Our favorite camping dishes are these inexpensive and sturdy plastic divided plates from Re-Play.

Turkey or ham

Meat might be one of the trickier foods to bring along for a camping trip, especially if you are backpacking and do not have access to a cooler.

If car camping, you can bring a cooler to keep pre-cooked meat slices cold until it’s time to eat. Depending on preferences, this could be lunch-meat turkey and ham slices. Most grocery stores around Thanksgiving also sell pre-cooked and pre-sliced turkey breasts and small hams, which are easy to throw in a cooler and bring out for dinner.

For the ambitious holiday backpackers, an option might be chicken packets that do not need to be refrigerated. Turkey jerky could be a lightweight and flavorful addition to a backpacking meal too. For a vegetarian option while car camping, try ToFurky or make these baked sweet potatoes with chickpeas over the fire.

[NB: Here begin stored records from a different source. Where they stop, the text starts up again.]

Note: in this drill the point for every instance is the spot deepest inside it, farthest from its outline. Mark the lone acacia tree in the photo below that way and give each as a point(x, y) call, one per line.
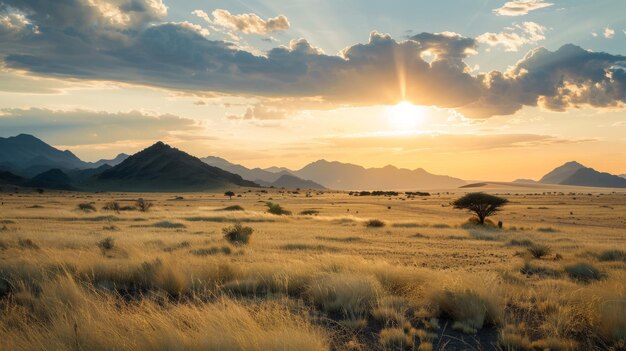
point(483, 205)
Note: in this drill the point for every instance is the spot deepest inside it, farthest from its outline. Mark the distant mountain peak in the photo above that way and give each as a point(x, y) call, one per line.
point(574, 173)
point(161, 167)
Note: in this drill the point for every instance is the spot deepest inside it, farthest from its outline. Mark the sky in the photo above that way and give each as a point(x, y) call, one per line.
point(481, 89)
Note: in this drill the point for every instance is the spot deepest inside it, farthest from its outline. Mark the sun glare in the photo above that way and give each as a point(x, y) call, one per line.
point(405, 116)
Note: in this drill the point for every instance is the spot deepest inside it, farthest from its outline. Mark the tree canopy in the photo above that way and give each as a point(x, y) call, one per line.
point(483, 205)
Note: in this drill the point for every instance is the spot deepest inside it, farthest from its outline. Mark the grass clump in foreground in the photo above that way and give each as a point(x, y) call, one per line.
point(106, 245)
point(538, 251)
point(70, 316)
point(583, 272)
point(374, 223)
point(238, 234)
point(277, 209)
point(232, 208)
point(87, 207)
point(470, 304)
point(612, 255)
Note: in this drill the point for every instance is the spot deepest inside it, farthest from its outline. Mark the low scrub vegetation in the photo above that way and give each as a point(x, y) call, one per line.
point(276, 209)
point(539, 251)
point(232, 208)
point(583, 272)
point(87, 207)
point(143, 205)
point(106, 245)
point(612, 255)
point(374, 223)
point(238, 234)
point(175, 278)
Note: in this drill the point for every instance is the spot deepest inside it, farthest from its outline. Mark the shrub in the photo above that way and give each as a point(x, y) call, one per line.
point(395, 339)
point(226, 250)
point(238, 234)
point(612, 255)
point(105, 245)
point(521, 242)
point(483, 205)
point(87, 207)
point(374, 223)
point(143, 205)
point(470, 303)
point(112, 206)
point(168, 225)
point(539, 250)
point(232, 208)
point(309, 213)
point(583, 272)
point(276, 209)
point(348, 294)
point(27, 244)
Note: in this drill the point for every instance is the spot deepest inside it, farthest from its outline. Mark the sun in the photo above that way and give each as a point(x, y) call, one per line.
point(405, 115)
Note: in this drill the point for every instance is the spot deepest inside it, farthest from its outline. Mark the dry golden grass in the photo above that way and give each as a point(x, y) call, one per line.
point(167, 279)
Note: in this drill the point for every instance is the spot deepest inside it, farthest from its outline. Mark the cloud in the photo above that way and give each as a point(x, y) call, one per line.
point(76, 40)
point(512, 38)
point(248, 23)
point(570, 77)
point(521, 7)
point(447, 142)
point(261, 112)
point(83, 127)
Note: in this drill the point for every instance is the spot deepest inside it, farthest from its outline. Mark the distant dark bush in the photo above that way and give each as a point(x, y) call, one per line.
point(112, 206)
point(232, 208)
point(168, 225)
point(416, 193)
point(238, 234)
point(105, 245)
point(547, 230)
point(276, 209)
point(583, 272)
point(87, 207)
point(521, 242)
point(226, 250)
point(143, 205)
point(374, 223)
point(27, 244)
point(612, 255)
point(539, 250)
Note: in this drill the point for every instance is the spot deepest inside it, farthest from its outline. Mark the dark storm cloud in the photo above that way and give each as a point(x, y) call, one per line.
point(127, 41)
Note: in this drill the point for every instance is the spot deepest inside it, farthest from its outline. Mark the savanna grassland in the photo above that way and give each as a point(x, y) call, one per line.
point(91, 271)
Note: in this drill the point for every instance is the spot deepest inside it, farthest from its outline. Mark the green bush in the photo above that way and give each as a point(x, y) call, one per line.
point(539, 250)
point(583, 272)
point(105, 245)
point(276, 209)
point(374, 223)
point(87, 207)
point(237, 234)
point(612, 255)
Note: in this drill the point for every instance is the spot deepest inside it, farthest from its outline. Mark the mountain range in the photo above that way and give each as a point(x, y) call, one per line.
point(28, 161)
point(574, 173)
point(340, 176)
point(27, 156)
point(275, 176)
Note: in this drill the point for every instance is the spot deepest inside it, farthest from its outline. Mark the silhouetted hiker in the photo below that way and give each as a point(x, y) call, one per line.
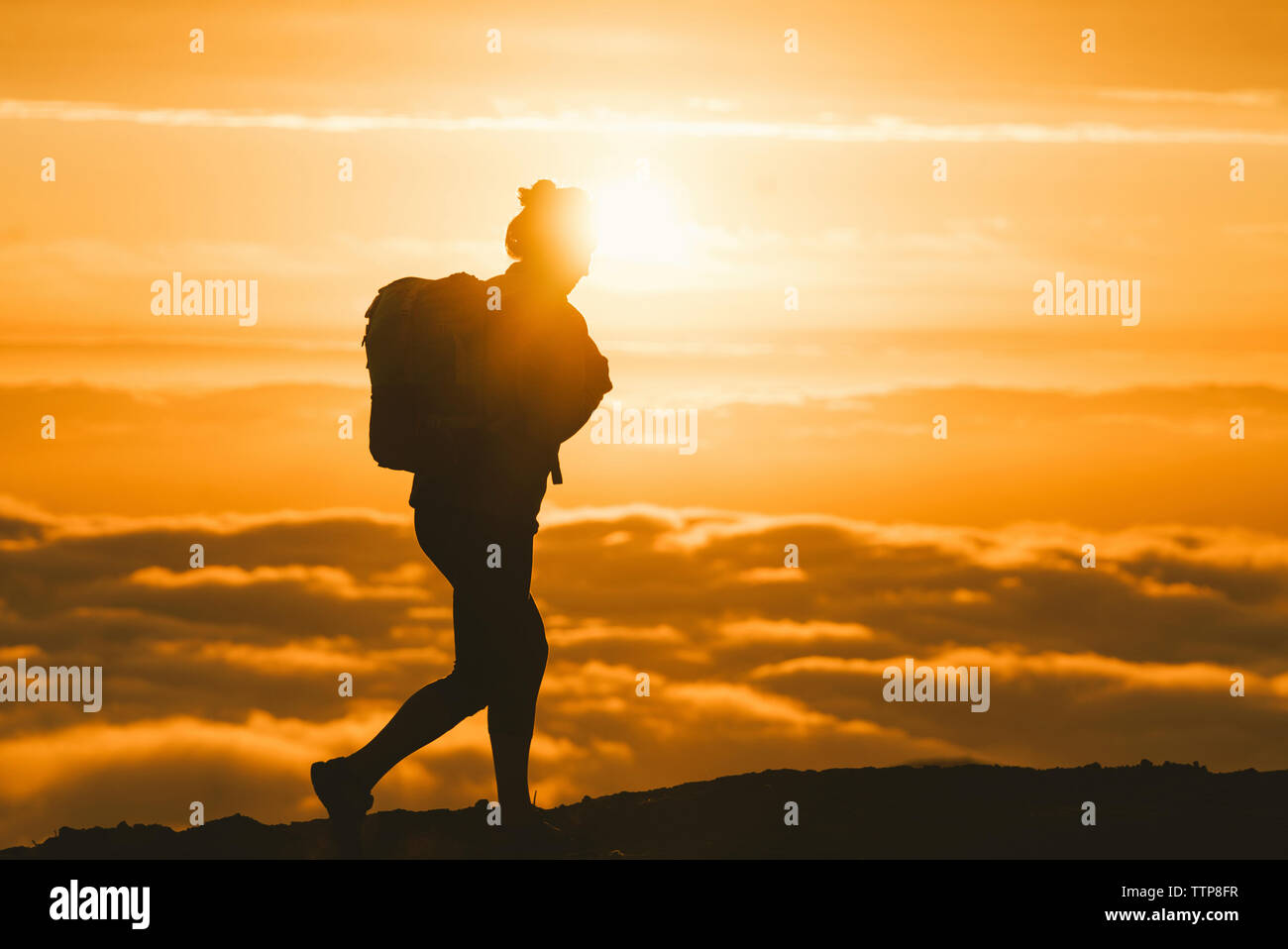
point(546, 377)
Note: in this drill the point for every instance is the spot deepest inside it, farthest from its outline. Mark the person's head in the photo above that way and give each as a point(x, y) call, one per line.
point(554, 235)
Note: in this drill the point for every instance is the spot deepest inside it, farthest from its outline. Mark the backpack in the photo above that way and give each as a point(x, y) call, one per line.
point(428, 352)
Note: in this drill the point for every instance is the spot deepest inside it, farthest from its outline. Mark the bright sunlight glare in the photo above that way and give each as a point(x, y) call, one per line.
point(638, 223)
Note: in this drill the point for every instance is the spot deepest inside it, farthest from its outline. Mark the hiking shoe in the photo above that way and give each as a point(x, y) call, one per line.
point(339, 791)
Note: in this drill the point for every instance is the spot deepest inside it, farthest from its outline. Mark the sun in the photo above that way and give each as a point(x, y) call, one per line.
point(638, 223)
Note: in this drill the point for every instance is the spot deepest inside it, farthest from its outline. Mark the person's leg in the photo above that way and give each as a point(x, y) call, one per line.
point(511, 715)
point(520, 664)
point(439, 705)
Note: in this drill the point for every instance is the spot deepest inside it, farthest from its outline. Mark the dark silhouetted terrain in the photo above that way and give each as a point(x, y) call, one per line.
point(910, 811)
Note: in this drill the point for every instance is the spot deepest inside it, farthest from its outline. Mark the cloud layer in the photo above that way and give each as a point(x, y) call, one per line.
point(220, 683)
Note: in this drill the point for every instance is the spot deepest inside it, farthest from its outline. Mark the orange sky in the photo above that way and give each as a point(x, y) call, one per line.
point(765, 170)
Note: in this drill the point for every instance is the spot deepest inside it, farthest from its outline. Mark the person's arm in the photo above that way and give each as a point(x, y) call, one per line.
point(568, 378)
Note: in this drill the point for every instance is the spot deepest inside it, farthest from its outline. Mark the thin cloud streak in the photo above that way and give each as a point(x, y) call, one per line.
point(877, 129)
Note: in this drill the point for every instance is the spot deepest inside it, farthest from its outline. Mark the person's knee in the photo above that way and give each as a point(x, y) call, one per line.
point(473, 687)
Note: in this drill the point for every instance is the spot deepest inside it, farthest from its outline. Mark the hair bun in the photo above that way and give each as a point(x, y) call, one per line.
point(539, 193)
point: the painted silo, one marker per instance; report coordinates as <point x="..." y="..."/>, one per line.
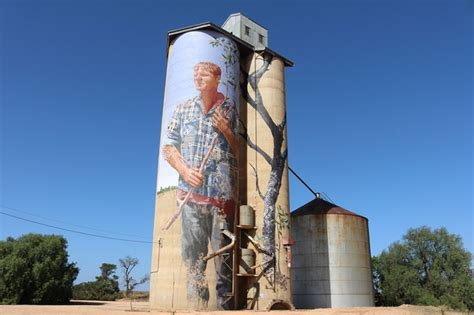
<point x="267" y="181"/>
<point x="197" y="191"/>
<point x="206" y="254"/>
<point x="331" y="257"/>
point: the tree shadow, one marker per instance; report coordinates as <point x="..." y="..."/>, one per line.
<point x="86" y="303"/>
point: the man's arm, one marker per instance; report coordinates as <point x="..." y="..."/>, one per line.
<point x="222" y="124"/>
<point x="175" y="159"/>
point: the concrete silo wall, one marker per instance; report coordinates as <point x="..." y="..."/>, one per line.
<point x="267" y="180"/>
<point x="331" y="261"/>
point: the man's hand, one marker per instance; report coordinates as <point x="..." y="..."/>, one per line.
<point x="192" y="177"/>
<point x="219" y="121"/>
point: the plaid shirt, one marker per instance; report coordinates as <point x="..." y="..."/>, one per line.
<point x="191" y="132"/>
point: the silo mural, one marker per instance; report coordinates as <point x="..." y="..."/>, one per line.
<point x="223" y="148"/>
<point x="198" y="164"/>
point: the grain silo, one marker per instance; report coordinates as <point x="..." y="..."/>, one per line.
<point x="223" y="148"/>
<point x="331" y="257"/>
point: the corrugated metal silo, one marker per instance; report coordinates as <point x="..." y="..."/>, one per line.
<point x="331" y="257"/>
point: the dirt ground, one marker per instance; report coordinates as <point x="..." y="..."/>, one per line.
<point x="125" y="307"/>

Instant stuffing is a great backpacking or car camping meal even when it’s not Thanksgiving! It cooks up nice and fluffy with boiled water, which makes it ideal for backpackers. We like the Stovetop brand and it is easy to find, but Trader Joe’s also makes a great cornbread stuffing instant mix.

Bringing pre-sliced, pre-cooked, and instant foods takes a lot of the prep work out of your Thanksgiving meal, giving you more time for hiking, exploring, or simply relaxing!

Mashed potatoes

Another Thanksgiving staple side dish that is an easy one to make while camping is dehydrated potatoes, which are easy to find, cheap, and filling! We like the Idahoan brand, which cook up super simply with boiled water and do not need a lot of extra butter and salt.

If buying in the packets, make sure to bring enough: we usually eat 2-3 packets for our family of 5. Instant mashed potatoes are easy to find in almost every grocery store, and you can even purchase them in bulk at Costco.

If you don’t like instant mashed potatoes, another option available at Trader Joe’s is frozen mashed potatoes. You can put them in your cooler as an ice alternative to keep other things cold. You’ll just want to make sure they don’t get TOO thawed and mushy before you prepare them.

We used those on our last Thanksgiving camping meal, and they were delicious.

Bring along some shelf-stable boxes of turkey gravy, that is ready to eat once warmed, removing the prep work of cooking gravy over a finicky camp stove.

Sweet potatoes

Sweet potatoes cook up beautifully in the coals of a campfire—top with butter and marshmallows for my personal favorite Southern-style Thanksgiving dish.

Cranberry sauce

Cranberry sauce is easy to find in cans, but we love the refrigerated, fresh variety found at places like Trader Joe’s. Bonus: it comes in a plastic, reusable container that is easy to store back in the cooler if there are leftovers. If backpacking, you could even bring along dried cranberries to add that little kick of sweet and sour flavor to your meal.


We like to bring along pumpkin and pecan mini pies, which makes it easier to dole out to kids without the mess of slicing and the extra plates. You could buy these store-bought or make them homemade — just bake ahead of time and bring them along on the trip.

If it’s cold, a pumpkin-pie hot chocolate is a delicious and warming treat for post-dinner. You can make it homemade with real pumpkin puree, or bring along packets from Swiss Miss. If you are car camping, don’t forget to throw a can of whipped cream into the cooler!

With the pumpkin spice craze, you can also even find pumpkin-spiced marshmallows to roast over the fire or add to your hot drink. The pumpkin-spice possibilities are seemingly endless these days!

A New Thanksgiving Tradition

Whether you cook Thanksgiving dinner over the fire, on a camp stove, or as a one-bowl backpacking meal, you can make it an easy, stress-free way to enjoy some traditional flavors and dishes without a lot of extra work stuck indoors in a kitchen.

Living in Texas: shoulder season, holiday camping means beautiful weather and smaller crowds.